# Savanna model from Autotrail



## Elvis1709 (Dec 10, 2008)

I'm thinking of trading in my Autotrail Cheyanne for an Autotrail Savanna. I know they are new, but has anyone got any views on the new Savanna o has anyone got one? If so, Happy?
Steve
Elvis1709


----------



## Annsman (Nov 8, 2007)

They're being reviewed at the moment in virtually all the magazines, so you should get some good idea of the state of things from them. I imagine because they are a new model most people won't have one yet, but to me they look like the old Scout with the single beds.
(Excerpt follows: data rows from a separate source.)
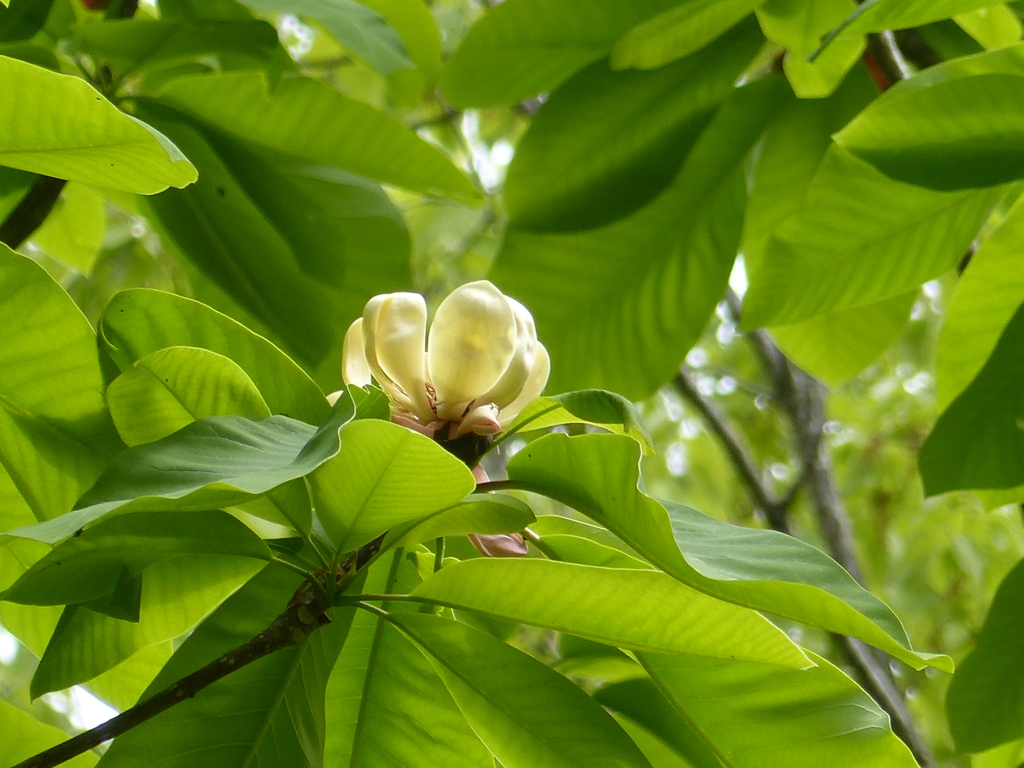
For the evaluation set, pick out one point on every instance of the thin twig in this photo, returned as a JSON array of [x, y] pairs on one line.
[[32, 211], [737, 450], [300, 620]]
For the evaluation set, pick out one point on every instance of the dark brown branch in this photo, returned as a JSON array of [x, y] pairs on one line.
[[803, 400], [740, 454], [303, 616], [32, 211]]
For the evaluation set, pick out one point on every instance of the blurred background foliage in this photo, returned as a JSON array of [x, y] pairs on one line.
[[937, 561]]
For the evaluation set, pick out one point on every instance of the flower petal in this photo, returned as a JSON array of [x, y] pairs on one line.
[[535, 385], [517, 373], [472, 341], [394, 331], [354, 370]]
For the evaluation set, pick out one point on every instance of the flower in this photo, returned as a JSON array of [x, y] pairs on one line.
[[477, 369]]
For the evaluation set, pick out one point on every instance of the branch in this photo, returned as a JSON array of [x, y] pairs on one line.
[[301, 619], [803, 399], [32, 211], [740, 454]]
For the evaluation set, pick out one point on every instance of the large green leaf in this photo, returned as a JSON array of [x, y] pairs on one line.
[[633, 608], [177, 594], [860, 238], [524, 47], [25, 736], [292, 118], [766, 570], [752, 715], [91, 564], [607, 142], [20, 19], [268, 714], [383, 476], [838, 346], [73, 233], [385, 704], [363, 31], [957, 134], [678, 32], [597, 408], [877, 15], [978, 441], [985, 298], [132, 45], [219, 461], [299, 247], [620, 305], [172, 387], [140, 322], [101, 145], [54, 427], [798, 27], [526, 714], [986, 695]]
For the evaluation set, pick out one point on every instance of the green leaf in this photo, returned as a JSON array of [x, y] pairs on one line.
[[480, 513], [178, 593], [798, 26], [978, 442], [89, 565], [219, 461], [14, 185], [595, 407], [765, 570], [620, 305], [606, 142], [140, 322], [175, 386], [268, 236], [25, 736], [384, 475], [415, 23], [750, 714], [986, 694], [128, 46], [632, 608], [289, 120], [20, 19], [269, 713], [385, 704], [985, 298], [73, 232], [364, 32], [677, 33], [909, 136], [526, 714], [54, 427], [101, 145], [860, 238], [994, 27], [525, 47], [838, 346], [878, 15]]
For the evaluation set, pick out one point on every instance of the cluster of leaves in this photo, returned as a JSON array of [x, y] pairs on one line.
[[170, 479]]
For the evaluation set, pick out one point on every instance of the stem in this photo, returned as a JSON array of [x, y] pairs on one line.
[[300, 620], [32, 211]]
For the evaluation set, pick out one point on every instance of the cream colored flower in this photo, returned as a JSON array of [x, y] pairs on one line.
[[477, 369]]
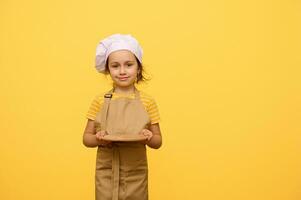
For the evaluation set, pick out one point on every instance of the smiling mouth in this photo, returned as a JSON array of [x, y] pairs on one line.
[[123, 78]]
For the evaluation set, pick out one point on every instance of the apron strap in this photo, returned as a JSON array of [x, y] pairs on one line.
[[107, 98]]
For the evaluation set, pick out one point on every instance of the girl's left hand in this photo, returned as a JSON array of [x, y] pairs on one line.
[[147, 133]]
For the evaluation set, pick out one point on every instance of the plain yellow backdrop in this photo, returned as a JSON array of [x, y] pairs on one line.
[[225, 75]]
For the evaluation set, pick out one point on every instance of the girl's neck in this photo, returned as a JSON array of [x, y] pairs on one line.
[[124, 90]]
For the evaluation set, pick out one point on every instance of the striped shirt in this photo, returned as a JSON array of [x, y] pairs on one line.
[[148, 102]]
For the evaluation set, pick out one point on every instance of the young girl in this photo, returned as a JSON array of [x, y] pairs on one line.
[[122, 122]]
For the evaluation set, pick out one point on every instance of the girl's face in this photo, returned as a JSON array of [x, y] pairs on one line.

I also have an inkling that the Cheyenne 740S was also an ancestor.


----------



## Elvis1709 (Dec 10, 2008)

Annsman said:


> They're being reviewed at the moment in virtually all the magazines, so you should get some good idea of the state of things from them. I imagine because they are a new model most people won't have one yet, but to me they look like the old Scout with the single beds. I also have an inkling that the Cheyenne 740S was also an ancestor.


Thanks Annsman, yes I'll check out the Mag. Reviews. We really fancy the twin beds [ easier than climbing over the wife!!].
Steve {Elvis1709}


----------



## Rosbotham (May 4, 2008)

How tall are you? I looked around one at the NEC last autumn, and they were very nice, but I was struck by the lack of height in the bedroom and particularly in the shower room. I stood in it and was scraping my head on the ceiling...no way I could have used the shower without sticking my a*se out of the door as I stooped (I'm 6 ft tall). There's no mention of this in any of the reviews, so maybe I'm weird.

Have been in a Cheyenne S (which has rear toilet/shower-room) before and it didn't seem to suffer from this issue.

Paul


----------



## Elvis1709 (Dec 10, 2008)

Rosbotham said:


> How tall are you? I looked around one at the NEC last autumn, and they were very nice, but I was struck by the lack of height in the bedroom and particularly in the shower room. I stood in it and was scraping my head on the ceiling...no way I could have used the shower without sticking my a*se out of the door as I stooped (I'm 6 ft tall). There's no mention of this in any of the reviews, so maybe I'm weird.
> 
> Have been in a Cheyenne S (which has rear toilet/shower-room) before and it didn't seem to suffer from this issue.
> 
> Paul


Thats for that Paul,
I have only been in the Savvanah twice, and I kind of noticed that the headroom in the bedroom seemed a little on the low side.I think it's the step upto the rear section that does it. I am 5' 11.5" but I didn't feel it was a problem. I'll take another look at it, i.e. the height, not the A***E sticking out of the door!!!!
Steve [Elvis1709]


----------



## Annsman (Nov 8, 2007)

Elvis, I've managed to dig Febs' MMM mag out from the recycling It has a write up on te Savannah. If you want it, let me have your ddress by PM and I'll post it out to you.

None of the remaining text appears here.